Education Correspondent

Almost four in 10 young people fear they are addicted to the internet, according to new research, prompting fears from children’s campaigners that youngsters could leave themselves vulnerable to cyber bullying.

Two thirds of 11 to 17-year-olds take their tablet, smartphone or laptop to bed with themselves and use the devices to talk to friends online, play games and watch films, the survey, of more than 2,200 young people, found.

Of those taking their internet devices to bed, only a third were doing homework, while two-thirds were talking to friends on social networks or watching films and videos.

One 12-year-old girl said: “The internet nearly always controls my actions. I have been told that I am addicted to the internet, and prefer its company rather than being with other people. I feel lost without the internet.”

The findings follow a number of cases where teenagers have committed suicide after being bullied online. Daniel Perry, 17, a mechanic from Fife, jumped from a bridge in July last year after being blackmailed online, and Joshua Unsworth, 15, from Lancashire, was found dead in April last year after suffering months of online bullying.

Claire Lilley, the head of online safety at the NSPCC, said: “While the internet can be a great place for children to learn and socialise, it is worrying that so many feel that they are addicted to it.
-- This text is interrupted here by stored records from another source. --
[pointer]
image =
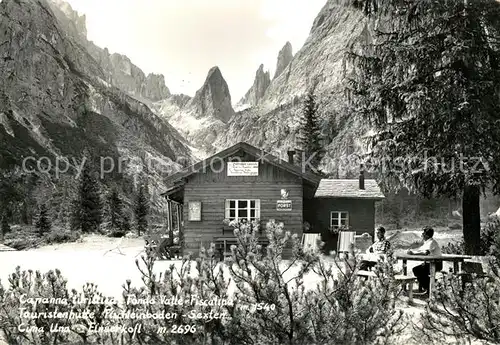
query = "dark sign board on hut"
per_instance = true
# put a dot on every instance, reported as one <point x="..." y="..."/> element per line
<point x="243" y="169"/>
<point x="194" y="211"/>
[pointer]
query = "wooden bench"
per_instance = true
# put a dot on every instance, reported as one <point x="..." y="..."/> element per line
<point x="401" y="279"/>
<point x="161" y="248"/>
<point x="223" y="244"/>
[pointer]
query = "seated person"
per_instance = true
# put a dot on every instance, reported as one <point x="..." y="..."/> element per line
<point x="382" y="246"/>
<point x="422" y="271"/>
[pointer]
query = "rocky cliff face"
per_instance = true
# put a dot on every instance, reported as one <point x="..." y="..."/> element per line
<point x="55" y="100"/>
<point x="285" y="56"/>
<point x="273" y="123"/>
<point x="258" y="89"/>
<point x="118" y="70"/>
<point x="202" y="118"/>
<point x="213" y="98"/>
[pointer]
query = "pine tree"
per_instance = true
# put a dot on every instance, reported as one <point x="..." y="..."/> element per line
<point x="74" y="220"/>
<point x="310" y="140"/>
<point x="427" y="82"/>
<point x="43" y="224"/>
<point x="141" y="210"/>
<point x="89" y="212"/>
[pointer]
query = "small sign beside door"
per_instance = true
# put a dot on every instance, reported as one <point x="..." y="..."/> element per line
<point x="194" y="211"/>
<point x="283" y="205"/>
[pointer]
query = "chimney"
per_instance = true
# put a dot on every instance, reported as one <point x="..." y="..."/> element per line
<point x="291" y="153"/>
<point x="361" y="177"/>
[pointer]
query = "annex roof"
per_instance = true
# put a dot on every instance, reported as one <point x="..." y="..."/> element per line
<point x="338" y="188"/>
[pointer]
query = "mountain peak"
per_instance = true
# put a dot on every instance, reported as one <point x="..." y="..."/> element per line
<point x="285" y="56"/>
<point x="258" y="89"/>
<point x="213" y="99"/>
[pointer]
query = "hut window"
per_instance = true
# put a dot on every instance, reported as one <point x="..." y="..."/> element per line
<point x="238" y="209"/>
<point x="339" y="219"/>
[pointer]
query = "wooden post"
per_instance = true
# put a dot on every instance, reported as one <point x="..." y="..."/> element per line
<point x="169" y="210"/>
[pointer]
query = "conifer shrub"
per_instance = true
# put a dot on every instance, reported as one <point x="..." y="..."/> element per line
<point x="255" y="297"/>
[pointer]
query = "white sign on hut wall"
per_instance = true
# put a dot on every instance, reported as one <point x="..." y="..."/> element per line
<point x="242" y="168"/>
<point x="284" y="204"/>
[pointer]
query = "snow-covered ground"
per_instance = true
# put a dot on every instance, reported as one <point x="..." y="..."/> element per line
<point x="94" y="259"/>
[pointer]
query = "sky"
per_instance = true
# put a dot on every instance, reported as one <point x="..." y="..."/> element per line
<point x="183" y="39"/>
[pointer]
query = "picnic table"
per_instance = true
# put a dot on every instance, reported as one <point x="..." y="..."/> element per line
<point x="457" y="260"/>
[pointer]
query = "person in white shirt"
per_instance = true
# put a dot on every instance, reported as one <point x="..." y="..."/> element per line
<point x="430" y="247"/>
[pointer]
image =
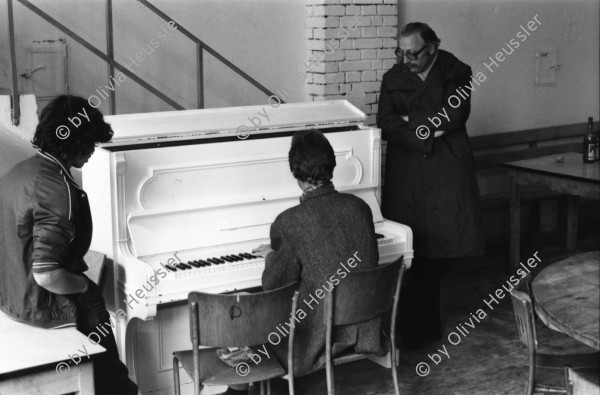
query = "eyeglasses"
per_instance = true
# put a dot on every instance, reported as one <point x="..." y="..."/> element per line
<point x="410" y="55"/>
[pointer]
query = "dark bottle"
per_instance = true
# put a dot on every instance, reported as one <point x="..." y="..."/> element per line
<point x="597" y="144"/>
<point x="589" y="143"/>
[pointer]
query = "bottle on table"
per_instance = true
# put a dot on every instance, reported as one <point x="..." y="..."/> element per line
<point x="589" y="143"/>
<point x="598" y="144"/>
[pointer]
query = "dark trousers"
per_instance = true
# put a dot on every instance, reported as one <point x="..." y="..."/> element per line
<point x="419" y="312"/>
<point x="110" y="374"/>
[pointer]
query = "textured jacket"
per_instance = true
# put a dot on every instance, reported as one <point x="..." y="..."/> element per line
<point x="430" y="183"/>
<point x="45" y="219"/>
<point x="310" y="242"/>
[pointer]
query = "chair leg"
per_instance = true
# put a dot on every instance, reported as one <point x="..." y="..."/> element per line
<point x="531" y="379"/>
<point x="290" y="384"/>
<point x="176" y="375"/>
<point x="394" y="369"/>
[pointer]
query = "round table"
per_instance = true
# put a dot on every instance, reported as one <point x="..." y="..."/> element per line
<point x="567" y="297"/>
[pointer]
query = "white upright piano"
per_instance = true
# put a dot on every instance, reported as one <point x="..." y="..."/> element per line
<point x="179" y="199"/>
There is a lot of pressure on young people, including from their peers, to be ‘always on’, and the 24/7 nature of children’s access to the internet means that issues like online bullying can escalate quickly.”

The charity has seen a rapid increase in the number of children contacting ChildLine about online bullying, which leapt from 2,410 in 2011/12 to 4,507 in 2012/13.

Dr Barbie Clarke, from Family Kids & Youth, the social market-research agency, which conducted the research, said: “Many of the young people we spoke to simply did not feel they would be able to manage without it [the internet]. They did not feel able to function if they couldn’t get hold of their friends and look things up on the internet.”

The findings came as a new charter drawn up by the Tablets for Schools charity, which commissioned the research, was published to encourage children to limit their internet use.

Mark Griffiths, a professor of gambling studies at Nottingham Trent University, said: “Studies suggest that between 1 and 3 per cent of people may have a genuine internet addiction. But there will be many more who exhibit habitual behaviour which has become problematic. The extent to which it is problematic depends on the impact it is having on your life. As long as young people are getting their homework done, helping with the chores and have some balance to their lives, then I don’t see it as a problem.”